Margaret, changing her dress in a room that was insufferably hot, because the shades must be down, and the gas-lights as high as possible, reflected that another forty-eight hours would see her speeding back to the world of cool, awninged interiors, uniformed maids, the clink of iced glasses, the flash of white sails on blue water. She could surely afford for that time to be patient and sweet. She lifted Rebecca's starched petticoat from the bed to give Mother a seat, when Mother came rather wearily in to watch them.
"Sweet girl to take them, Mark," said Mother, appreciatively. "I was going to ask Brucie. But he's gone to bed, poor fellow; he's worn out to-night."
"He had a letter from Ned Gunther this morning," said Rebecca, cheerfully,—powdering the tip of her pretty nose, her eyes almost crossed with concentration,—"and I think it made him blue all day."

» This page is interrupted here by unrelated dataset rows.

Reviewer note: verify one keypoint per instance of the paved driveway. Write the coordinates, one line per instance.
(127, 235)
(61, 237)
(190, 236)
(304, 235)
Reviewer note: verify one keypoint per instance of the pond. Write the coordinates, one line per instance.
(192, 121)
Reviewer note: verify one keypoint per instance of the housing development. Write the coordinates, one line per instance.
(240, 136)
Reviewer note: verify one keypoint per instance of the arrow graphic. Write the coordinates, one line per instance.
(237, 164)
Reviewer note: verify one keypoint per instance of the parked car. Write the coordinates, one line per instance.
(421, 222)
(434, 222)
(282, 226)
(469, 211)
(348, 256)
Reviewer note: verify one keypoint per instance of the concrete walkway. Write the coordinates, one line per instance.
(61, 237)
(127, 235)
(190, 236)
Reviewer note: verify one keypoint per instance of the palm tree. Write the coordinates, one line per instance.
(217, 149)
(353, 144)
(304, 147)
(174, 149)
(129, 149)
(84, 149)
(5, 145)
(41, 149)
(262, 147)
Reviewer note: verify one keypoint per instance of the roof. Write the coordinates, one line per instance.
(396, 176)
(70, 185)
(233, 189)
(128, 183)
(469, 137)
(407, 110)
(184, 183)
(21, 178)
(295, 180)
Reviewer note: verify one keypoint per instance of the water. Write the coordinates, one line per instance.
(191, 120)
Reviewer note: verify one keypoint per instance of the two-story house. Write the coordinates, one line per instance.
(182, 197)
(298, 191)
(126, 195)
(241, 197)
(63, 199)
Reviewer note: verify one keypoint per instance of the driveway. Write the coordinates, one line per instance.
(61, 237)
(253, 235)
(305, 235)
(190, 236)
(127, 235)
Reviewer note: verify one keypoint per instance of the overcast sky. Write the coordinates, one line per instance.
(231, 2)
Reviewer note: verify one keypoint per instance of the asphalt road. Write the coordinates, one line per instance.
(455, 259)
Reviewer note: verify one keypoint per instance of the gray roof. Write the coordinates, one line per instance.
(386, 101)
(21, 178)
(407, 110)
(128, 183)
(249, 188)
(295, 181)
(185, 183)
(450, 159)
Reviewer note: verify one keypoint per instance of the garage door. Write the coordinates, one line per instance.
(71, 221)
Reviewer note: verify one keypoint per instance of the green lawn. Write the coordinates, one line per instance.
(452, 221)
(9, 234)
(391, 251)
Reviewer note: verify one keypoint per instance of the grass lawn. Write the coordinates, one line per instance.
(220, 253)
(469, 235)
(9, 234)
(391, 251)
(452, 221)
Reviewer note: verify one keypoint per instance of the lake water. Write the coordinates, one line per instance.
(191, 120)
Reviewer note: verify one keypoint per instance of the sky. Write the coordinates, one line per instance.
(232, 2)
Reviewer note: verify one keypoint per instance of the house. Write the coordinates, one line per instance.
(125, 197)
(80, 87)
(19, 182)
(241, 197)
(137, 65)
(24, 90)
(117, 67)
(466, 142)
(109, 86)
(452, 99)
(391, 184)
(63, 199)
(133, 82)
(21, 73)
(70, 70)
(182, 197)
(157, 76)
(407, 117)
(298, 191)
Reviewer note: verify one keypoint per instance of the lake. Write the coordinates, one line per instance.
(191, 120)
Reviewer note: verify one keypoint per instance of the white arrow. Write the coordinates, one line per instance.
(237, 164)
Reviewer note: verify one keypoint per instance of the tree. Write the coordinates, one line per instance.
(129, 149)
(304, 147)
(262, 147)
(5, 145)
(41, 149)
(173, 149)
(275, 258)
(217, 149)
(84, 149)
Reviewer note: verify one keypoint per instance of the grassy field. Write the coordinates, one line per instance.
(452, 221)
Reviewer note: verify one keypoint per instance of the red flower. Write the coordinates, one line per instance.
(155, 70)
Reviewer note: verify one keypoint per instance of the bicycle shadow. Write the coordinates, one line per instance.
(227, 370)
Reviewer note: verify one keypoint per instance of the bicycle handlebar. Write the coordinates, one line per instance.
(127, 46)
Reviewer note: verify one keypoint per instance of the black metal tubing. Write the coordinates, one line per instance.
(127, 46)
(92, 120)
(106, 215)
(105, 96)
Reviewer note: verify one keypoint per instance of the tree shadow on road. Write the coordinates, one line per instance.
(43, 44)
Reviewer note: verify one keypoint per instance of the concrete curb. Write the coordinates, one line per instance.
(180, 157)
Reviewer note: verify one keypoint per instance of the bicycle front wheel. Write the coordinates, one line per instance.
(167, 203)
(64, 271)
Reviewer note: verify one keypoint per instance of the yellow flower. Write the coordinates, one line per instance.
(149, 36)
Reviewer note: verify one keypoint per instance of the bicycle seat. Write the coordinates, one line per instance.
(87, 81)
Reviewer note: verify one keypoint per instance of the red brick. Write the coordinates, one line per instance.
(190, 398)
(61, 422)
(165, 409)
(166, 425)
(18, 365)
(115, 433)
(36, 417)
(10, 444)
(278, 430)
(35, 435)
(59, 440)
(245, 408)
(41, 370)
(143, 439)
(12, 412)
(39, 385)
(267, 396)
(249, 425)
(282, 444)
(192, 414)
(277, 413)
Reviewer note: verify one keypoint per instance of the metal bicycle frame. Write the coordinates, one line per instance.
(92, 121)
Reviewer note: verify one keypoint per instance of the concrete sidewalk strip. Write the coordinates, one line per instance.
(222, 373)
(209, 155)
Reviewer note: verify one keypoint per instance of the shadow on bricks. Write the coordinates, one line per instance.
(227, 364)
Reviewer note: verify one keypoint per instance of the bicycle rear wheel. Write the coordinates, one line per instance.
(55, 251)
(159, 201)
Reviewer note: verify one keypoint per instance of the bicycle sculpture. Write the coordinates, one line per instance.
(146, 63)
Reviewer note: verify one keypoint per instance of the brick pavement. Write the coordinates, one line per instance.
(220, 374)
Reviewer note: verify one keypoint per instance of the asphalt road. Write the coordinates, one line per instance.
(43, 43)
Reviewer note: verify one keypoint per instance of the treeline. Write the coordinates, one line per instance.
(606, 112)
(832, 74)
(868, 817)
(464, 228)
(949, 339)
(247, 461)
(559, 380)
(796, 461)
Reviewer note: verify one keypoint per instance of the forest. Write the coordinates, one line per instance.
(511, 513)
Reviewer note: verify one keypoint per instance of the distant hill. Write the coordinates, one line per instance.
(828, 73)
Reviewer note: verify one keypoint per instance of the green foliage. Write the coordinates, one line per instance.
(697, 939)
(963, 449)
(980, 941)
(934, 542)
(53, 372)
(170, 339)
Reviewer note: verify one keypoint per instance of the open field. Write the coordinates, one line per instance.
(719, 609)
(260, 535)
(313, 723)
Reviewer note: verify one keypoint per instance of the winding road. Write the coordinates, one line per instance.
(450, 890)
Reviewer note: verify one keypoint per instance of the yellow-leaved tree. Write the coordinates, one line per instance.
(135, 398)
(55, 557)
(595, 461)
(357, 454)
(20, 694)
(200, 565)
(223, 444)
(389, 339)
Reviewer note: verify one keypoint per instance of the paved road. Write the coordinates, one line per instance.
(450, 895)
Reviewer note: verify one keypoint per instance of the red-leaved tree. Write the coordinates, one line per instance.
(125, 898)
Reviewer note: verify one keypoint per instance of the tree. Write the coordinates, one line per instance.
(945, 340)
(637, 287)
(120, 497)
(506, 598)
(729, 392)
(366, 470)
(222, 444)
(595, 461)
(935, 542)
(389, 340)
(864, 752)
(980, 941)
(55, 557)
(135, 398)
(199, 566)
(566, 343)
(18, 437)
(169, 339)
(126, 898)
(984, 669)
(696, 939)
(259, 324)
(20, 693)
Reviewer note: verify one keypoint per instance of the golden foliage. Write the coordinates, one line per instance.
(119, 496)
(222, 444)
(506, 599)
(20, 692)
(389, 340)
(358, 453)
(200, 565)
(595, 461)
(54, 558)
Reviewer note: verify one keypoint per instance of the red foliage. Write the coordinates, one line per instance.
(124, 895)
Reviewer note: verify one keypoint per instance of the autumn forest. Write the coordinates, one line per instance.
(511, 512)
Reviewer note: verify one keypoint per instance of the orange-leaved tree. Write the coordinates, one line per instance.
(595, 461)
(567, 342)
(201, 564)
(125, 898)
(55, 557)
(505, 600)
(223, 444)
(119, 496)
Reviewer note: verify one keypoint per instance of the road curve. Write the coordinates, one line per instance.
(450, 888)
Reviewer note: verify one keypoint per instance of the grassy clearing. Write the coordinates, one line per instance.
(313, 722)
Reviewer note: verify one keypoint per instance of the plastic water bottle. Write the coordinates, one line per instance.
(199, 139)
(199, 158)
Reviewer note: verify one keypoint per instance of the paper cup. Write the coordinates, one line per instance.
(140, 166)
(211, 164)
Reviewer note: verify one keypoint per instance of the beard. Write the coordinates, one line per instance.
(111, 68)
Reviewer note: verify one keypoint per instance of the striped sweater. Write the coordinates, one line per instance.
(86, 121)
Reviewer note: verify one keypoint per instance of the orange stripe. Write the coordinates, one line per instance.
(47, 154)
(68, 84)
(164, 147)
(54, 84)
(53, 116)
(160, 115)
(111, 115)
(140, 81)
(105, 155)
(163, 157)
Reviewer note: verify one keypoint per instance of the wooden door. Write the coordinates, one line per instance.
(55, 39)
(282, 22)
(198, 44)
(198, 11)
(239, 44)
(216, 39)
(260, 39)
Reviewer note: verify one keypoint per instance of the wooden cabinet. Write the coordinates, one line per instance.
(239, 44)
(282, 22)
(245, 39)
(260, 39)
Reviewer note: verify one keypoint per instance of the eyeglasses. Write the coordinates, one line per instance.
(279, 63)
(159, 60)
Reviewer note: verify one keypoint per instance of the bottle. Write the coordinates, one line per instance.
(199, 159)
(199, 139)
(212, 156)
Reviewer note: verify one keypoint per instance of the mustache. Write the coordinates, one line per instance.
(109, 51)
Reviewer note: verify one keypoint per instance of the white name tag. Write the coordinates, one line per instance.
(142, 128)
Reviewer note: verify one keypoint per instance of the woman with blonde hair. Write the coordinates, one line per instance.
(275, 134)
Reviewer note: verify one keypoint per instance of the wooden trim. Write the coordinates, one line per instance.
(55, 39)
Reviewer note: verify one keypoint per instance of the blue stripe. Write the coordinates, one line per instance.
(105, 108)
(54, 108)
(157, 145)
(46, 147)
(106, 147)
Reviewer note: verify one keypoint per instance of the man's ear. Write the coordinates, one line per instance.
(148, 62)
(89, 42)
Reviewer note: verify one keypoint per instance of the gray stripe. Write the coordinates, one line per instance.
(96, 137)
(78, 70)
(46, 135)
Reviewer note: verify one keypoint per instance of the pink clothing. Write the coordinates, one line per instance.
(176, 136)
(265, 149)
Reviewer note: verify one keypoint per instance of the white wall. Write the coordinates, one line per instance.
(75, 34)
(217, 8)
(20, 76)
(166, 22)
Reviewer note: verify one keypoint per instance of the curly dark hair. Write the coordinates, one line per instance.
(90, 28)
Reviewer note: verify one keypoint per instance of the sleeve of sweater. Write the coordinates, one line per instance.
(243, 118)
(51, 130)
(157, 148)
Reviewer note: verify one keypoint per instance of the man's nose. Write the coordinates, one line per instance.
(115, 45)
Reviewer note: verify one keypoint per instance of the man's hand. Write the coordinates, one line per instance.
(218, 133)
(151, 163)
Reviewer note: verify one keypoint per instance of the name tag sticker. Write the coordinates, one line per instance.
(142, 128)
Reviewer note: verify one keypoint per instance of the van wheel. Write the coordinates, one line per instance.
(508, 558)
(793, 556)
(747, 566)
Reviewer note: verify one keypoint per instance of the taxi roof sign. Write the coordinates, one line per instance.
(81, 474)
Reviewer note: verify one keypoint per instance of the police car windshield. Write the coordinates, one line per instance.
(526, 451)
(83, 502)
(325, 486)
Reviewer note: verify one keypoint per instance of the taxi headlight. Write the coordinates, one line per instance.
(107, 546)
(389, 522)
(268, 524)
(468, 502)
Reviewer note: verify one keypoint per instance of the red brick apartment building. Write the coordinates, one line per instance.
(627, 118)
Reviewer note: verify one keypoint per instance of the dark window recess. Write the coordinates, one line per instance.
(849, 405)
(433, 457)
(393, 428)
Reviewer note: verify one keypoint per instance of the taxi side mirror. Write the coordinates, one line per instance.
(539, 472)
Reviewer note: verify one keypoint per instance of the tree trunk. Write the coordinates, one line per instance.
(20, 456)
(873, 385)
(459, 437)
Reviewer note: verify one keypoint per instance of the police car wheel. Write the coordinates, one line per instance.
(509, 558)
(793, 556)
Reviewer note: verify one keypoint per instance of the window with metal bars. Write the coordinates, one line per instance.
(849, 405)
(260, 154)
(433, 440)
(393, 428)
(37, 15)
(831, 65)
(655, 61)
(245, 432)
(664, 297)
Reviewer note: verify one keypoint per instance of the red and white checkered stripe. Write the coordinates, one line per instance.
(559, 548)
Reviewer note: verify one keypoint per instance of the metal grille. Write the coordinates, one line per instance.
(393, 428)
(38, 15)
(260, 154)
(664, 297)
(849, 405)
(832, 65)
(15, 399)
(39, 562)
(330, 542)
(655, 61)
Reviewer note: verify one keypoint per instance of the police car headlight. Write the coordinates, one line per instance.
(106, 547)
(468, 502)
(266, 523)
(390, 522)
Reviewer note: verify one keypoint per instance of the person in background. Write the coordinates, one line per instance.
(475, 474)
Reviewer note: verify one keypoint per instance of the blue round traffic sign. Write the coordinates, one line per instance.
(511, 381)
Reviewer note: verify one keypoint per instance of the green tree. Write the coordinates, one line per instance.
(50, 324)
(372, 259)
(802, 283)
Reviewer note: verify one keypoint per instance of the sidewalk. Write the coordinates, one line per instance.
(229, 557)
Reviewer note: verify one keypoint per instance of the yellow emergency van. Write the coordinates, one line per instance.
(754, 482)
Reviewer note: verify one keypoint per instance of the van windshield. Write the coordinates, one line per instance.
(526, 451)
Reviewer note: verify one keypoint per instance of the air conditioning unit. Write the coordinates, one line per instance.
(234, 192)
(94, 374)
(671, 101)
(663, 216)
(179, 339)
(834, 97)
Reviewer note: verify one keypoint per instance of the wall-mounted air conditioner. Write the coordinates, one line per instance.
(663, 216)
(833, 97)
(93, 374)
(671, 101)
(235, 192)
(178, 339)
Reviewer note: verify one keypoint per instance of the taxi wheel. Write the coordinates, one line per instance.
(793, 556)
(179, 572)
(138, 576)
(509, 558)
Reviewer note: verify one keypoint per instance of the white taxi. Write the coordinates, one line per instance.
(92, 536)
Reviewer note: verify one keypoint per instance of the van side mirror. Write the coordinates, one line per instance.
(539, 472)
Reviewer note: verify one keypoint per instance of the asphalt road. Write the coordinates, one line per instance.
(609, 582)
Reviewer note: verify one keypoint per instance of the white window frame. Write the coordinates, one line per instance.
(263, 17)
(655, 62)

"Ned Gunther?" said Margaret.
"Chum at college," Rebecca elucidated; "a lot of them are going to Honolulu, just for this month, and of course they wanted Bruce. Mark, does that show?"
Margaret's heart ached for the beloved brother's disappointment. There it was again, all wrong! Before she left the house with the rioting youngsters, she ran upstairs to his room. Bruce, surrounded by scientific magazines, a drop-light with a vivid green shade over his shoulder, looked up with a welcoming smile.
"Sit down and talk, Mark," said he.
Margaret explained her hurry.
"Bruce,—this isn't much fun!" she said, looking about the room with its shabby dresser and worn carpet. "Why aren't you going to the concert?"
"Is there a concert?" he asked, surprised.